As for timing such payments, now is good, but Mr. Seidel, a senior tax analyst at New York tax-advisory service RIA, says that you can wait until Dec. 31, because a check or credit-card payment is considered as made this year even if it does not clear until next year. Just make sure the check is good, he says. And you might want the Postal Service to provide you with an inexpensive proof of mailing.
These tax strategies are known as "bunching" - lumping expenses into a given year, or moving income around to the extent possible in order to bulk up deductions.
"Take a look at your expenses and see if you can shift them one way or another," suggests Seidel.
Bunching can come in especially handy for itemized deductions such as medical expenses or that grab bag of "miscellaneous" deductions - tax-preparation fees, unreimbursed employee expenses, job-hunting costs, or the use of your home for business, etc. Both of these require itemization and have floors.
For medical expenses, they have to exceed 7.5 percent of your adjusted gross income (AGI), and 2 percent for miscellaneous deductions. Sometimes this requires long-range planning, such as paying for orthodonture work, while at other times a single visit to the dentist, for example, will help push you over the limit.
The general rule is to bring expenses into 2002 and push income to 2003, but Seidel says there are exceptions. If you expect your income to rise enough to put you into a higher tax bracket next year, he says you'll want to push expenses into 2003.
While 2002 has not been a year of sweeping overhaul to the tax code, education, at least, gets some new tax breaks that may be worth investigating. The deduction for college expenses is up to $3,000, says Martin Nissenbaum, national director of personal income tax for Ernst & Young.
It's not the same as the Hope Scholarship or Lifetime Learning Credit, and can't even be claimed if either of those tax breaks is invoked.
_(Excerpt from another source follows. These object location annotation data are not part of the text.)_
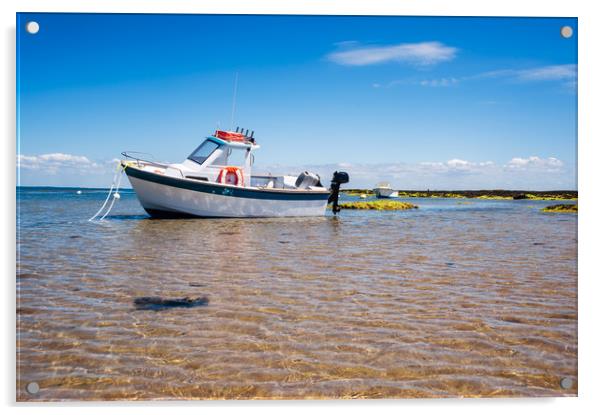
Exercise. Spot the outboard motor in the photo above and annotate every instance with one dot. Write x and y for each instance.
(338, 178)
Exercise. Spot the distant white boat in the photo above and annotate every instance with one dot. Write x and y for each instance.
(384, 190)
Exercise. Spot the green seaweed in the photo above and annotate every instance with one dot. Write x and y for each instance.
(561, 208)
(378, 205)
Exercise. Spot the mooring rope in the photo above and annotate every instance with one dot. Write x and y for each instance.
(117, 174)
(115, 197)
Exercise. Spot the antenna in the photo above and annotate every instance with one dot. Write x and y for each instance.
(234, 102)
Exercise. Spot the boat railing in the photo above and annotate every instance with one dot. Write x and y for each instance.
(136, 157)
(141, 162)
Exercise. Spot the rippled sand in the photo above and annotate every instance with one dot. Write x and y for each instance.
(451, 299)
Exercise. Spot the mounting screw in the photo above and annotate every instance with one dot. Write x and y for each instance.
(566, 32)
(32, 27)
(32, 388)
(566, 383)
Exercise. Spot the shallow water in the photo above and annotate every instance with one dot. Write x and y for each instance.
(456, 298)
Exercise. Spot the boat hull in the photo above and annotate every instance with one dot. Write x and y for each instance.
(168, 197)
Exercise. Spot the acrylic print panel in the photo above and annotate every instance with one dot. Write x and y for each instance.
(214, 262)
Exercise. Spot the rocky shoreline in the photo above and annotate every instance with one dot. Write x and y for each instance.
(479, 194)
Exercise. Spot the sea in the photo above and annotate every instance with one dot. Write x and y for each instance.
(458, 298)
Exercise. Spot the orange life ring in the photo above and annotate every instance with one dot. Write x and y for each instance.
(231, 175)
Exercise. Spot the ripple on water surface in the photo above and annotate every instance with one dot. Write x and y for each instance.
(451, 299)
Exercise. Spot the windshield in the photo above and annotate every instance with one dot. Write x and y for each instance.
(203, 151)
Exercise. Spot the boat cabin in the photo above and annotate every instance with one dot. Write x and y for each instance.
(226, 157)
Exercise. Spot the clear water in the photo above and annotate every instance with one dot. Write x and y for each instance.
(456, 298)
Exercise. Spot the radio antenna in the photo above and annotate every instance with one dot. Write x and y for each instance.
(234, 102)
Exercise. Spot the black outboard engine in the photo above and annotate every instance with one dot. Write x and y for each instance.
(338, 178)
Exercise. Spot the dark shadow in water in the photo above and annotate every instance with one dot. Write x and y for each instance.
(158, 303)
(127, 217)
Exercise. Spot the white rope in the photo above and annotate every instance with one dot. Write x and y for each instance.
(115, 197)
(118, 172)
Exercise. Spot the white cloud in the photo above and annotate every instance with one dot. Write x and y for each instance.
(54, 163)
(531, 173)
(442, 82)
(566, 72)
(549, 73)
(421, 54)
(535, 162)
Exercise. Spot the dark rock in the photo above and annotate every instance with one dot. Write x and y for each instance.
(158, 303)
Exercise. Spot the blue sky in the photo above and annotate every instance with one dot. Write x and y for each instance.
(422, 102)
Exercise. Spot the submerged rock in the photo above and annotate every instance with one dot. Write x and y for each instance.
(158, 303)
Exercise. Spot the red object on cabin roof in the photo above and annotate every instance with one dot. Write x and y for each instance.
(230, 136)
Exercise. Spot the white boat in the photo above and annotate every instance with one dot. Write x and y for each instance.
(384, 190)
(216, 180)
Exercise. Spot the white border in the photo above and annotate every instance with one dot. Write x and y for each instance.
(590, 28)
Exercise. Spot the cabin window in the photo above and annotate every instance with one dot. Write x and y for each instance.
(203, 151)
(231, 157)
(236, 157)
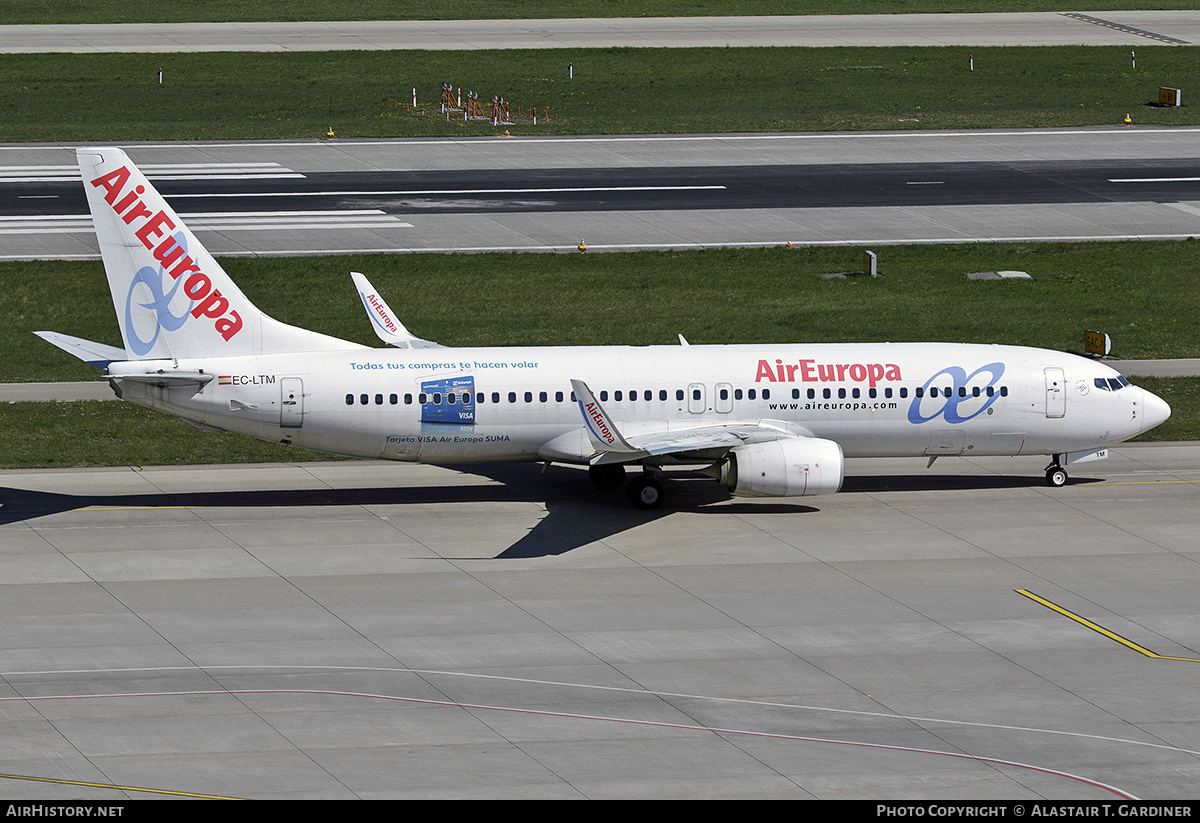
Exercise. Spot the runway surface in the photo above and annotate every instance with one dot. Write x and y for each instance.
(347, 629)
(1119, 28)
(617, 193)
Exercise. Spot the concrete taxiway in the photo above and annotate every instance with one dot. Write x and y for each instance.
(340, 630)
(1119, 28)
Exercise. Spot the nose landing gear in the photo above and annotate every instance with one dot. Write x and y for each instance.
(1056, 475)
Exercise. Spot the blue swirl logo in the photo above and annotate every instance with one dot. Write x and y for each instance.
(160, 304)
(952, 398)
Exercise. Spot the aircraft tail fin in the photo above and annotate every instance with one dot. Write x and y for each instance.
(172, 298)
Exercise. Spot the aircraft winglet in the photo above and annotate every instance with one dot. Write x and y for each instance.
(610, 445)
(387, 325)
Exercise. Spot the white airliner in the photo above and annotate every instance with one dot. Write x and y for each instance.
(772, 420)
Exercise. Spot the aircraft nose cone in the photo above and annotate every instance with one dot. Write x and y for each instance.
(1153, 410)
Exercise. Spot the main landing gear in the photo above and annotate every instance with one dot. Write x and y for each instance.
(1056, 475)
(645, 491)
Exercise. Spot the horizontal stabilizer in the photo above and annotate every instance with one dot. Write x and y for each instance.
(91, 353)
(166, 379)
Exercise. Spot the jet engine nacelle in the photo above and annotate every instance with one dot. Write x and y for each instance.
(791, 467)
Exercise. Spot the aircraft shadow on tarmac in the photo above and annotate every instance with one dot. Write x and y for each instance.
(576, 512)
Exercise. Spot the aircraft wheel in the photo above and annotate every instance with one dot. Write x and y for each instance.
(607, 476)
(1056, 476)
(646, 492)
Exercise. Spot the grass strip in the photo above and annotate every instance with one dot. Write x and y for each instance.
(117, 97)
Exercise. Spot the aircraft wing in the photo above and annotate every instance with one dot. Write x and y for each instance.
(611, 446)
(384, 322)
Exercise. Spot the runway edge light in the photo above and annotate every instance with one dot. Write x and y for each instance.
(1097, 342)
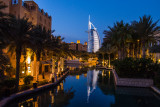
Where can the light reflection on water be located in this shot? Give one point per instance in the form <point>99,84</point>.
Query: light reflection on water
<point>92,88</point>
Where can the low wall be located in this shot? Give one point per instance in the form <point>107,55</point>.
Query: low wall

But it can help blunt the impact of rising college costs.
Anyone paying down student loans can deduct the interest even without itemizing.
The deduction phaseout limit rises dramatically, too: Joint filers can now have $130,000 of AGI - compared with modified AGI of $75,000 last year - before they completely lose this deduction (singles lose it at $65,000).
Starting this year, schoolteachers can claim a $250 deduction for any classroom supplies they purchase (schoolteacher couples can claim $500). In years past this expense was lumped into miscellaneous deductions, where it was subject to limitations, but now it can be taken without itemizing. "It's certainly better than nothing," says Mr. Nissenbaum.
On retirement issues, there's a little help, too. The maximum annual contribution allowed on IRAs has risen to $3,000 (from $2,000), with a $3,500 maximum for anyone age 50 or higher.
Nissenbaum also reminds taxpayers that if they have any winning stock picks that they are considering selling, they should first scour their portfolio to see whether they can offset any gain with a loss from selling a soured investment. If you're up $6,000 on investment A and have a $5,000 loss in investment B, for instance, selling B will reduce the tax burden on A to just $1,000 of capital gains. That tactic really amounts to bunching, only with stocks and mutual funds.
While the amount of loss - rather than your income - governs write-offs on capital gains, most other deductions phase out as your taxable income rises.
Then there are "cliff" deductions, such as the college-expense write-off. You can claim it if your modified AGI is $130,000 ($65,000 for singles). Earn just $1 more and the entire deduction is lost.